The rivals have amassed trophy after trophy. Six-times Brazilian champions, Sao Paulo also have three Copa Libertadores crowns to their name in addition to two Intercontinental Cups and a FIFA Club World Cup. Libertadores winners in 1999, Palmeiras have won two less Brazilian titles and the same number of state titles, 22 in all. No other Brazilian clubs have made more Libertadores appearances than these two proud institutions (15 for Sao Paulo and 14 for Palmeiras), whose training grounds also happen to be side by side.
Tales of derbies past
A year after losing that fiery 1942 league decider, Sao Paulo gained revenge, pulling off a major shock by securing a 0-0 draw with O Alviverde to pip both them and Corinthians to the state title, only the second in their history. So unlikely was that success, achieved against the two dominant teams of the time, that it since became known among Sao Paulo fans as “a moeda que caiu em pé” (The coin that dropped at our feet).
A regional affair up until the early seventies, O Choque Rei then became a national and even international event, In 1973 Palmeiras won their second Brazilian championship running after a goalless draw with O Tricolor, who avenged that result a year later by beating O Verdão home and away in the group phase of the Libertadores.
Both sides had their fair share of glory in the 1990s, which produced some memorable encounters. Sao Paulo excelled during Tele Santana’s glorious five-year reign as coach, which included a notable 1992 state title secured after two defeats of Palmeiras, the second of them coming shortly after an Intercontinental Cup triumph over Barcelona.
Not to be outdone and backed by affluent sponsors, O Alviverde put together a star-studded side that would defeat Sao Paulo in a 1993 Brazilian league play-off semi-final at the Estadio Morumbi, courtesy of a spectacular Cesar Sampaio strike. The two would meet again in the Libertadores the following year, with eventual runners-up Sao Paulo edging out their city foes in the last 16.
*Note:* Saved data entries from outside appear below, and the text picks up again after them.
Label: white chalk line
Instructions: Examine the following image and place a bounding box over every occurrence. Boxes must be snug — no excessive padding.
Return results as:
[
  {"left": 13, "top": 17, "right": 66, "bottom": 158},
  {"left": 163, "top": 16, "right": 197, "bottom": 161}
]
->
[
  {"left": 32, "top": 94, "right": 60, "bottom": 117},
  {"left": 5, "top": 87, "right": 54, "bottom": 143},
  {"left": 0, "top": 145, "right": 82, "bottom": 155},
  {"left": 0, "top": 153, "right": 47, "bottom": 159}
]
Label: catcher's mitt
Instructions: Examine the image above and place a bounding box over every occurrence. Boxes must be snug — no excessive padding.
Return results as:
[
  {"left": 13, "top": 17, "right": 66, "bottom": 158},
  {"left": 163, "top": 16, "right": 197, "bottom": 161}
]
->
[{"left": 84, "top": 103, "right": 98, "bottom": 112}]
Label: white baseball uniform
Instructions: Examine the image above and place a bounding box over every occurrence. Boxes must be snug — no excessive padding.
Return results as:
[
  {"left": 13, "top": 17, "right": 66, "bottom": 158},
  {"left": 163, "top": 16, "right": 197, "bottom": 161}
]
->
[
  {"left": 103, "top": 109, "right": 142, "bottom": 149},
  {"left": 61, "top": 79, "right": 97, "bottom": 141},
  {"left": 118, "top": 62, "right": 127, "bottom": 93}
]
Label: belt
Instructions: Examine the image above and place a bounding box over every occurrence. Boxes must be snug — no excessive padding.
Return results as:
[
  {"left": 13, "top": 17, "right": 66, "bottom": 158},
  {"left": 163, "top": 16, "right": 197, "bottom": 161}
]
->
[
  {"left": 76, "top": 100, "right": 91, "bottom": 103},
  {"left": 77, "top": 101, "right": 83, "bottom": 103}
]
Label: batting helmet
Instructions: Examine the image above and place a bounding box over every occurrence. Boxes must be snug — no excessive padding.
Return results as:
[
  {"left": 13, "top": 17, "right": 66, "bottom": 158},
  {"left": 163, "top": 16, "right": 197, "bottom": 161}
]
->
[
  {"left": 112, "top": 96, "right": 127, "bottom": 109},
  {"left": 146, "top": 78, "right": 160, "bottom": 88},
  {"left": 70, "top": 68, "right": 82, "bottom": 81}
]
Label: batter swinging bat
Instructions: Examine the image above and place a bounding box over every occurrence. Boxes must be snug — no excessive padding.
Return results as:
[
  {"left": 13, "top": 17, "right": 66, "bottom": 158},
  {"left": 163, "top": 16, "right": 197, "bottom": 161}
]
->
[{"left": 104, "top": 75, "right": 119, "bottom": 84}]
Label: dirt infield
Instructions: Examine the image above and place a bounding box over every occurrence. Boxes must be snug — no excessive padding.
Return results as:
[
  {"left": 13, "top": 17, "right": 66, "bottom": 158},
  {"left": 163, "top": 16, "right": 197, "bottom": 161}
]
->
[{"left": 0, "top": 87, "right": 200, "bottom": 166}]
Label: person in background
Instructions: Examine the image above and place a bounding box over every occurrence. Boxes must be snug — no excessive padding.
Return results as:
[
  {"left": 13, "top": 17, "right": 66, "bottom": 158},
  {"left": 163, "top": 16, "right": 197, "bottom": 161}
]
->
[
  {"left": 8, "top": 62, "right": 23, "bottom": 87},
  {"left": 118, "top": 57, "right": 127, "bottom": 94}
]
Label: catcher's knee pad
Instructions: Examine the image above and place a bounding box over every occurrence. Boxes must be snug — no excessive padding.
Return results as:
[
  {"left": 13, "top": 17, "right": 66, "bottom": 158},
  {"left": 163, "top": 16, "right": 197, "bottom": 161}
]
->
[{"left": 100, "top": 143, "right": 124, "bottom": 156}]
Further Libertadores clashes have followed since then. In 2005 O Tricolor prevailed once more in the round of 16 en route to their third title, and came out on top at the same stage the following year, Rogerio Ceni converting a late penalty to dash Verdão hopes yet again. In four ties in the competition, Sao Paulo have never lost to the men in green, winning six times and drawing twice.
The rivalry today
The most gripping instalment in the history of O Choque Rei since then was the 2008 Paulista semi-final. Losers in the first leg, Palmeiras won 2-0 in the second to book a place in the final en route to their 22nd and last state title. Lately however, O Verdão have tended to struggle against their neighbours, failing to win at the Morumbi on their last 16 visits in the Brazilian league, the most recent of them ending in a 1-0 defeat earlier this year. In view of that underwhelming record, victory at the Estadio Pacaembu on Sunday would be gratefully received by the Palmeiras faithful.